I suspect the error you experienced was caused by runaway recursion.
Your code has multiple problems:
you read the first element of the array before storing it: it is uninitialized, even just reading it invokes undefined behaviour.
you never store the first element in the array (at offset 0)
if the array has at least one non zero element, when you compare the last 2 elements, you will get an potential mismatch since the last element is 0;
when you recurse, you pass arr before incrementing it, hence causing an infinite recursion. The fact that you get an error proves that the compiler does not handle tail recursion, and your code eventually fails with a stack overflow.
If you can change the API for the ordenado function, you should pass it the number of actual elements in the array.
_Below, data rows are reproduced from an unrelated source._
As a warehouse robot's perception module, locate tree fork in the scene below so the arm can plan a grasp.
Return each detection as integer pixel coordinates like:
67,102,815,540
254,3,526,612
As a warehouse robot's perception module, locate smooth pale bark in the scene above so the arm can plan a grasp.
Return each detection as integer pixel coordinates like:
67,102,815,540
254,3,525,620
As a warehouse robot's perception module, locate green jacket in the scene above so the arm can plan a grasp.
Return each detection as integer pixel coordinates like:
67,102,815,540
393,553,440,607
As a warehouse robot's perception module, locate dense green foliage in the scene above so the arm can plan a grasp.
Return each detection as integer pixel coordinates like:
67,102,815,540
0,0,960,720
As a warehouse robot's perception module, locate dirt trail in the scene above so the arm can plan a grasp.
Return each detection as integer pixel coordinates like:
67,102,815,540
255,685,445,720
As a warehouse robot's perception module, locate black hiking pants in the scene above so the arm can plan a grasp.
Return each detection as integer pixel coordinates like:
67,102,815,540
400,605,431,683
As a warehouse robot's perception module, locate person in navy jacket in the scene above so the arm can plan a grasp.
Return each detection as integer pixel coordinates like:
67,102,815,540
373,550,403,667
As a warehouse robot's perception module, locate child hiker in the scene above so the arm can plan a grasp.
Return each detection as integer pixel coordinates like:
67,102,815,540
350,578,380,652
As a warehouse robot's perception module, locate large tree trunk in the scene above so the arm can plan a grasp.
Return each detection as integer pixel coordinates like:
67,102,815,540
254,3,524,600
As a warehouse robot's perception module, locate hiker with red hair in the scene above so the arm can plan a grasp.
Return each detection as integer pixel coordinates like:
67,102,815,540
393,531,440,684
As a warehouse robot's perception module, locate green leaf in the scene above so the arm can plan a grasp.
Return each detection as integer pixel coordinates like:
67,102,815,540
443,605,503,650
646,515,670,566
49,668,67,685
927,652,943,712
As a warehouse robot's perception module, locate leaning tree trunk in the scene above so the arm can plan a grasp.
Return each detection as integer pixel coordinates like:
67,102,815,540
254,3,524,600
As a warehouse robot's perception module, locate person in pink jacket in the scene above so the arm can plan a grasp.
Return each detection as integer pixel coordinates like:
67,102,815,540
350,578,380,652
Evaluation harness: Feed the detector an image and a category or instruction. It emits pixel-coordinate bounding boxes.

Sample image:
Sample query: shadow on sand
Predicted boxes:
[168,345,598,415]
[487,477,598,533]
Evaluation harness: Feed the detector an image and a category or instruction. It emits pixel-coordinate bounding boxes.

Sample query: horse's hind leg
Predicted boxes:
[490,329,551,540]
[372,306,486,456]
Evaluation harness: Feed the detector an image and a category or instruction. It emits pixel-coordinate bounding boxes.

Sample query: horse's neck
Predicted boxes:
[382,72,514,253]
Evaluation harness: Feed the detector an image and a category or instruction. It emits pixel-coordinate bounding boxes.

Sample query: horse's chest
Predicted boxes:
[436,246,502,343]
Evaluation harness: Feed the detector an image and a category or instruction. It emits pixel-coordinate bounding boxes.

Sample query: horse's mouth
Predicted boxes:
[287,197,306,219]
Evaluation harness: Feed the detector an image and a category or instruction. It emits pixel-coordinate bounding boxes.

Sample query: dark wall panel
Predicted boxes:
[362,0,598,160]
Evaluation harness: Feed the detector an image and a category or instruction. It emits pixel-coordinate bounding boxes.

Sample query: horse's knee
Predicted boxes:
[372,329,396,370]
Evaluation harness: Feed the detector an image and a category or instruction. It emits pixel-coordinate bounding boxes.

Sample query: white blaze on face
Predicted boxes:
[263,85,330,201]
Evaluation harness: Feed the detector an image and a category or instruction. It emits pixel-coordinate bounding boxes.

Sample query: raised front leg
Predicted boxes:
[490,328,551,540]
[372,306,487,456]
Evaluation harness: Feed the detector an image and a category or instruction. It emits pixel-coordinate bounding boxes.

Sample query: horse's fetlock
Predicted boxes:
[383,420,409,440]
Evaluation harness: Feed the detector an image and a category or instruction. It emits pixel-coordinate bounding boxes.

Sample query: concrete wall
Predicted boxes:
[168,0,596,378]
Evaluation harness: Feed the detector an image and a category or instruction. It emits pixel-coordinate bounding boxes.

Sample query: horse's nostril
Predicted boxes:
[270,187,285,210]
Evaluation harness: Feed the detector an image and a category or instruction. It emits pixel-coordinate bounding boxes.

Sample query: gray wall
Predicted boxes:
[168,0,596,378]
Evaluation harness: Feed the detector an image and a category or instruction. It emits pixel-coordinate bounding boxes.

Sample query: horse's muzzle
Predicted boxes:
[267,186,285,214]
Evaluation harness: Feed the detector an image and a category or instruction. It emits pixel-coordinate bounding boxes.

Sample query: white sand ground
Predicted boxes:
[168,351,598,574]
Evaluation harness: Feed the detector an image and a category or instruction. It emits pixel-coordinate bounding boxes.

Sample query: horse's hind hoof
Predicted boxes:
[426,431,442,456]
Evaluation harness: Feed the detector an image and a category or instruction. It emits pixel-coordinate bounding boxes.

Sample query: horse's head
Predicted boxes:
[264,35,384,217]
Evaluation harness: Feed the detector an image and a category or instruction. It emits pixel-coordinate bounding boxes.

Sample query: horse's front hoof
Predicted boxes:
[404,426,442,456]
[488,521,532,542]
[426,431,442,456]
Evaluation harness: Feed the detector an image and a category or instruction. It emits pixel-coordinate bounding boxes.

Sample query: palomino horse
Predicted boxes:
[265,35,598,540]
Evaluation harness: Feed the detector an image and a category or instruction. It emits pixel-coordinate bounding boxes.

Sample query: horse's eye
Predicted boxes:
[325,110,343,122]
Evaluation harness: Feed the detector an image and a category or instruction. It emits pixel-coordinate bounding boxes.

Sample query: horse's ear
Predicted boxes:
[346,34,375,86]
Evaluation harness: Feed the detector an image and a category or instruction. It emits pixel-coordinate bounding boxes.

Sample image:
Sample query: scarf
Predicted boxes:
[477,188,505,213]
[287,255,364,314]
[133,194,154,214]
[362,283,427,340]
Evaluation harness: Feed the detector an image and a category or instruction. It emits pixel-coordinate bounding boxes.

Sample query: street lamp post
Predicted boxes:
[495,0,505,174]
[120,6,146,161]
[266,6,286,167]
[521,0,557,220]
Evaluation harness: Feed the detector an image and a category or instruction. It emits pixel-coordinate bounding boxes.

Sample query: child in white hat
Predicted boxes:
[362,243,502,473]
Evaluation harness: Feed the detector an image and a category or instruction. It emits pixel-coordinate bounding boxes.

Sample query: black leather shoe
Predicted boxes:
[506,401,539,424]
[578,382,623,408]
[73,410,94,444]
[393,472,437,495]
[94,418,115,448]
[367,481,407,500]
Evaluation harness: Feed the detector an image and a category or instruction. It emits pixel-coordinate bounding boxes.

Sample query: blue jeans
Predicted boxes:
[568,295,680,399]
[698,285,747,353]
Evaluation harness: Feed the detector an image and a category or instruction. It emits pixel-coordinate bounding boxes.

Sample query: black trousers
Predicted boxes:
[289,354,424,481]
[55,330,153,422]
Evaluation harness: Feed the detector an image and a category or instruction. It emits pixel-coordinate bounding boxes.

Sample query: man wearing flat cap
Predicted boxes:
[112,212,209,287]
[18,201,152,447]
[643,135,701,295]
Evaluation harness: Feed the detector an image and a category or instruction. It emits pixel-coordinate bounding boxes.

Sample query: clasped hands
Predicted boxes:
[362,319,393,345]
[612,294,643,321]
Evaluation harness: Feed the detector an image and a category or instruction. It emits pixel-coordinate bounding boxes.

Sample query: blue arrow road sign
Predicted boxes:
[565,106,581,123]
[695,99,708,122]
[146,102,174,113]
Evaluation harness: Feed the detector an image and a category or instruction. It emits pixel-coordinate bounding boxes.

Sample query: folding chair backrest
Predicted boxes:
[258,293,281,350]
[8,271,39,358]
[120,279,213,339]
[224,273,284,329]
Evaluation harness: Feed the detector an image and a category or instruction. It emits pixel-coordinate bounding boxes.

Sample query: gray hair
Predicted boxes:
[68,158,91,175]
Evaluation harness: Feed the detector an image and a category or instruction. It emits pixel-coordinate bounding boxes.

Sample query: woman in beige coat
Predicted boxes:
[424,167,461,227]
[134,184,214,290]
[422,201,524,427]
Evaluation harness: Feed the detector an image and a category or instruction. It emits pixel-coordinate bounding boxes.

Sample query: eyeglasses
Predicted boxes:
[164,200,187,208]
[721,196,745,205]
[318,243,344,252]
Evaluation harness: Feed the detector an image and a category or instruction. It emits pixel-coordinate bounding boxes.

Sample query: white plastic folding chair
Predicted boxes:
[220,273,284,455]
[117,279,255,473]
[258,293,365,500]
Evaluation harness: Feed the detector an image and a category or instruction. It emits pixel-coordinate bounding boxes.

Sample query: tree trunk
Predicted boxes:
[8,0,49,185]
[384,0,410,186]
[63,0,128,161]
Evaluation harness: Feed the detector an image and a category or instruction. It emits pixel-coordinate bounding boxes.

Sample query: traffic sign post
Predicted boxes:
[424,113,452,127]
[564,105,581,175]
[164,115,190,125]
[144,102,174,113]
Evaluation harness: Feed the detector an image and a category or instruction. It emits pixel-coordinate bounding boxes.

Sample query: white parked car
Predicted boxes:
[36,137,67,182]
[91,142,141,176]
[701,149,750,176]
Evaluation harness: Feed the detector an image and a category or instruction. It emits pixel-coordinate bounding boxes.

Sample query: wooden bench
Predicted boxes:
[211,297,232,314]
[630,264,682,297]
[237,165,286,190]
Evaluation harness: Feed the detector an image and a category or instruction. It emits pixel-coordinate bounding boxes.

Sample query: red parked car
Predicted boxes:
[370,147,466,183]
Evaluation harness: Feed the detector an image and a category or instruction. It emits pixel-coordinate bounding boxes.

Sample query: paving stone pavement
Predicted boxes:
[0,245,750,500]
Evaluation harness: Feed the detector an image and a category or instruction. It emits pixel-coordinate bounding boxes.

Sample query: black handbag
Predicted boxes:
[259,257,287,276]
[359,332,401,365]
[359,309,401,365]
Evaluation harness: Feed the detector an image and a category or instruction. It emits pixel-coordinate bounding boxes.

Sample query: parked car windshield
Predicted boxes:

This function is supposed to be recursive, choose an algorithm that will limit the recursion to avoid stack overflow if the compiler does not detect tail recursion.
Here is my suggestion:
#include <stdio.h>
#include <stdlib.h>
int ordenado(int *array, int count);
int main() {
int i = 0, n, res;
int *arr = NULL;
while (scanf("%d", &n) == 1 && n != 0) {
arr = realloc(arr, (i + 1) * sizeof(int));
if (!arr) {
printf("out of memory\n");
return 1;
}
arr[i++] = n;
}
res = ordenado(arr, i);
printf("%d\n", res);
return 0;
}
int ordenado(int *arr, int n) {
int m = n >> 1;
return (m == 0) ||
(ordenado(arr, m) && arr[m - 1] <= arr[m] && ordenado(arr + m, n - m));
}
NB: Reallocating the array one int at a time is painfully inefficient, but is not the topic of this discussion.